Help needed getting started with threads!

TimG · September 1, 2024, 7:16pm

I can’t get threads to work for me despite the sense I’ve picked up here that it should be easy.

I have a large number (hundreds) of Excel files to write out. I construct them from a largeish dataset using a simple template using XLSX.jl and then write them out sequentially. This takes a bit of time, so I thought I’d try using multiple threads - more as an exercise in learning than in expectation of a significant speed-up. (I know writing to disk is slow).

I can’t get it to work!

I have two arrays, one containing the intended file names and one containing the XLSXfiles.

    @time begin
        for idcs in chunks(eachindex(outfiles); n=Threads.nthreads())
            Threads.@spawn begin
               for i in idcs
                    o = @view(outfiles[i])
                    f = @view(filled_templates[i])
                    XLSX.writexlsx(o, f, overwrite=true)
                end
            end
        end

The values of idcs, outfiles and filled_templates are what I’d expect. When I run this with a set of around 150 Excel templates and 4 threads, it takes between one and three seconds to run. No error is generated and my code runs on, but no Excel files are created.

I’ve tried many variations using @spawn, @threads, OhMyThreads @tasks, etc. To no avail.

I expect I’m falling into one of several traps multi-threading offers, but I can’t figure it out.

Do you have any (simple) pointers for me to follow?

Thanks!

gdalle · September 1, 2024, 7:31pm

Hi there! What does the sequential for loop look like, and does it work?

danielwe · September 1, 2024, 7:46pm

TimG:

    @time begin
        for idcs in chunks(eachindex(outfiles); n=Threads.nthreads())
            Threads.@spawn begin
               for i in idcs
                    o = @view(outfiles[i])
                    f = @view(filled_templates[i])
                    XLSX.writexlsx(o, f, overwrite=true)
                end
            end
        end

I don’t know if this is your main problem, but this code is missing a @sync (or other means of synchronization) to wait until all the spawned tasks have finished. Try replacing for idcs in ... with @sync for idcs in ... on the outer loop.

TimG · September 1, 2024, 8:04pm

Grossly simplified,

for crow in eachrow(CSVrows)
    # Do preparatory stuff (define filename, etc)
    # Open XLSX template
    for sn in XLSX.sheetnames(template)
        writetemplate(template, crow)
    end
#            push!(outfiles, out_file)
#            push!(filled_templates, template)
    XLSX.writexlsx(out_file, template, overwrite=true)
end

This works. I did try to make this whole loop work with threads but there is too much going on and I couldn’t get it working.

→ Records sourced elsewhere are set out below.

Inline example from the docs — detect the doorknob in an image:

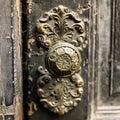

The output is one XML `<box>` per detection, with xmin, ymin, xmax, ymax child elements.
<box><xmin>37</xmin><ymin>5</ymin><xmax>85</xmax><ymax>115</ymax></box>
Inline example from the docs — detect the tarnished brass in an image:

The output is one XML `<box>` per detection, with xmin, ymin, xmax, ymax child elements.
<box><xmin>37</xmin><ymin>5</ymin><xmax>85</xmax><ymax>115</ymax></box>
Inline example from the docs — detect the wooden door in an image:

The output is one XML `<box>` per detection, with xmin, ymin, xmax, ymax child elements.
<box><xmin>0</xmin><ymin>0</ymin><xmax>120</xmax><ymax>120</ymax></box>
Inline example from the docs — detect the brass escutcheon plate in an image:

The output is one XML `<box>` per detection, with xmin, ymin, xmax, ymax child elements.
<box><xmin>37</xmin><ymin>5</ymin><xmax>85</xmax><ymax>115</ymax></box>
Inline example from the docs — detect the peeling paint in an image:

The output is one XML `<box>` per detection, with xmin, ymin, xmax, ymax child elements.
<box><xmin>27</xmin><ymin>0</ymin><xmax>32</xmax><ymax>13</ymax></box>
<box><xmin>28</xmin><ymin>101</ymin><xmax>38</xmax><ymax>116</ymax></box>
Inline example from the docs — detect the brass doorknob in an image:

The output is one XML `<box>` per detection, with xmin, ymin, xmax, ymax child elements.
<box><xmin>37</xmin><ymin>5</ymin><xmax>85</xmax><ymax>115</ymax></box>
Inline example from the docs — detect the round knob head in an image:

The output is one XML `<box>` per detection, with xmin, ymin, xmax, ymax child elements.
<box><xmin>45</xmin><ymin>43</ymin><xmax>82</xmax><ymax>77</ymax></box>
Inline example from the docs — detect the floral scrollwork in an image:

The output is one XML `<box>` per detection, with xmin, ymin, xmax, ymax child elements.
<box><xmin>37</xmin><ymin>5</ymin><xmax>85</xmax><ymax>115</ymax></box>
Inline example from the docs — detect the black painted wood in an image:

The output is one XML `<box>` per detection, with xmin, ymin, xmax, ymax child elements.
<box><xmin>0</xmin><ymin>0</ymin><xmax>23</xmax><ymax>120</ymax></box>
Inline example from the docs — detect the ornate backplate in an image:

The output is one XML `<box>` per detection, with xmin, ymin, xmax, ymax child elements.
<box><xmin>37</xmin><ymin>5</ymin><xmax>85</xmax><ymax>115</ymax></box>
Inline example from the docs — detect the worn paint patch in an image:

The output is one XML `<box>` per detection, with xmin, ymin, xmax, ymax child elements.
<box><xmin>27</xmin><ymin>0</ymin><xmax>32</xmax><ymax>13</ymax></box>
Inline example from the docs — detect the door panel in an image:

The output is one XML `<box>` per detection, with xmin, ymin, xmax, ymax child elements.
<box><xmin>24</xmin><ymin>0</ymin><xmax>89</xmax><ymax>120</ymax></box>
<box><xmin>0</xmin><ymin>0</ymin><xmax>23</xmax><ymax>120</ymax></box>
<box><xmin>88</xmin><ymin>0</ymin><xmax>120</xmax><ymax>120</ymax></box>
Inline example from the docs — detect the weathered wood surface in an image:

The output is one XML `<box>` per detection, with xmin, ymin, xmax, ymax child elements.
<box><xmin>88</xmin><ymin>0</ymin><xmax>120</xmax><ymax>120</ymax></box>
<box><xmin>0</xmin><ymin>0</ymin><xmax>22</xmax><ymax>120</ymax></box>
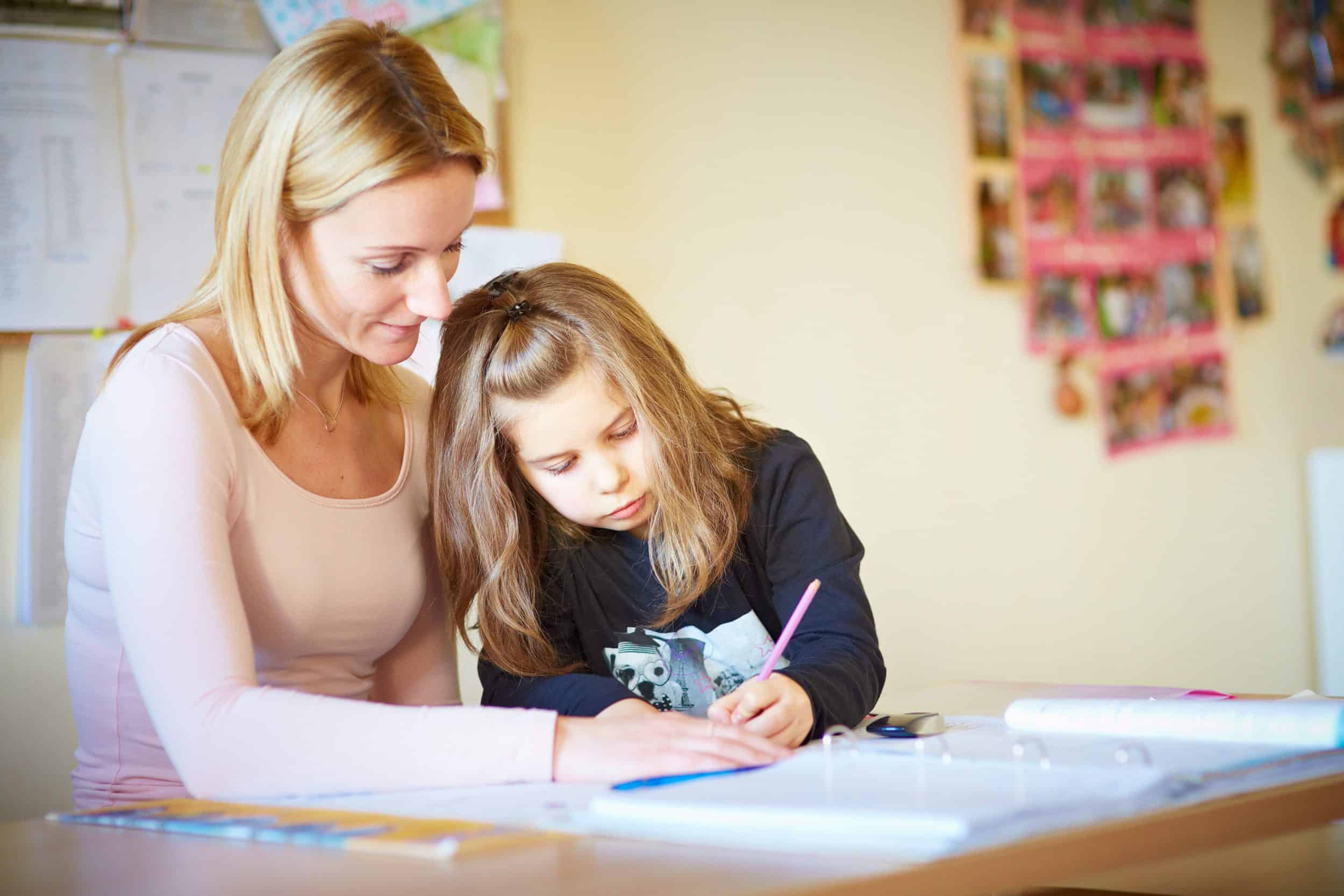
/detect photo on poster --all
[1152,58,1209,129]
[1094,271,1166,342]
[1021,160,1078,239]
[1021,58,1077,130]
[1088,165,1149,234]
[1157,261,1215,333]
[1028,271,1089,350]
[1101,367,1171,454]
[1153,162,1214,230]
[1321,305,1344,359]
[1013,0,1071,32]
[1214,111,1255,211]
[970,54,1011,159]
[1227,224,1268,321]
[1167,355,1231,435]
[976,177,1020,282]
[961,0,1011,40]
[1083,60,1148,130]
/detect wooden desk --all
[10,682,1344,896]
[0,774,1344,896]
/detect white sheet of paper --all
[121,47,269,324]
[252,783,609,833]
[0,40,126,331]
[18,333,126,625]
[131,0,277,54]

I tried to focus just on the slow bit instead.

This loop is also part of an outer loop that iterates over multiple batches of data in different folders, processing each folder in turn. It all works but takes many minutes.

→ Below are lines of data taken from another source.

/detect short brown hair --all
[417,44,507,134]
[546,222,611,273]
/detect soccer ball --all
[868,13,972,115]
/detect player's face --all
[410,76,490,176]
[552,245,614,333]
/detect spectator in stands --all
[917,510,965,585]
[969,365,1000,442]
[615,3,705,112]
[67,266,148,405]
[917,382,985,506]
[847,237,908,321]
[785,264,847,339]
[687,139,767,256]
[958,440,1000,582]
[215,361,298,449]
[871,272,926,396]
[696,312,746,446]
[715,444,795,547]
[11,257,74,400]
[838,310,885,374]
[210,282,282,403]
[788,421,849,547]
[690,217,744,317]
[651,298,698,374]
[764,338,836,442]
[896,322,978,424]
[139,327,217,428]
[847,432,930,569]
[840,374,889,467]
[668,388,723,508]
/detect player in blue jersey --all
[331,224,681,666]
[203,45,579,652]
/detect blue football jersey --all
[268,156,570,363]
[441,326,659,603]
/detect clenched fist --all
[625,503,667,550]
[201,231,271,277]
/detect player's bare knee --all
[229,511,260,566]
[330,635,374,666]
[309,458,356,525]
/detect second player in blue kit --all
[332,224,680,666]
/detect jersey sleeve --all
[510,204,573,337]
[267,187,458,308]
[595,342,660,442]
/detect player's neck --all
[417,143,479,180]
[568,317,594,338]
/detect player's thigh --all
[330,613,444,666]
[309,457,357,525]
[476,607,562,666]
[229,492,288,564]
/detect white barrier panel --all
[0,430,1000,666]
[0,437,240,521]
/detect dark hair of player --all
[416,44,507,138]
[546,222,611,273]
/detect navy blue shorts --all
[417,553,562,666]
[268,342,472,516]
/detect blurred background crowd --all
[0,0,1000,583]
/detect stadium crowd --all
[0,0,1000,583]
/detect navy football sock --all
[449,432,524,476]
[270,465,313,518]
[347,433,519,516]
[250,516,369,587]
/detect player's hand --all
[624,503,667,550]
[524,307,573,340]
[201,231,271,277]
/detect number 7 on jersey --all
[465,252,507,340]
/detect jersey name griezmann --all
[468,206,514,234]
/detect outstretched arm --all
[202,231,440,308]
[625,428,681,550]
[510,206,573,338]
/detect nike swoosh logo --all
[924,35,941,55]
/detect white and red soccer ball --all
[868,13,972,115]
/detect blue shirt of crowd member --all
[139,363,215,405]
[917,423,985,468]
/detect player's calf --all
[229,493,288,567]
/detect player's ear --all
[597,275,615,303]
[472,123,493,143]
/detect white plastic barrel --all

The commented push! commands are where I was trying to create the arrays of filenames and filled templates to use in threads.

TimG · September 1, 2024, 8:15pm

Thank you for the suggestion @danielwe. Unfortunately, adding @sync doesn’t seem to have made a difference. The files still aren’t being written.

I was trying to model my approach off this advice, which also doesn’t use @sync.

danielwe · September 1, 2024, 8:29pm

That code is synchronized through the sum(fetch, tasks) call, which needs to call fetch on each task and thus will not return until all tasks are finished. This is one of the “other means of synchronization” I mentioned.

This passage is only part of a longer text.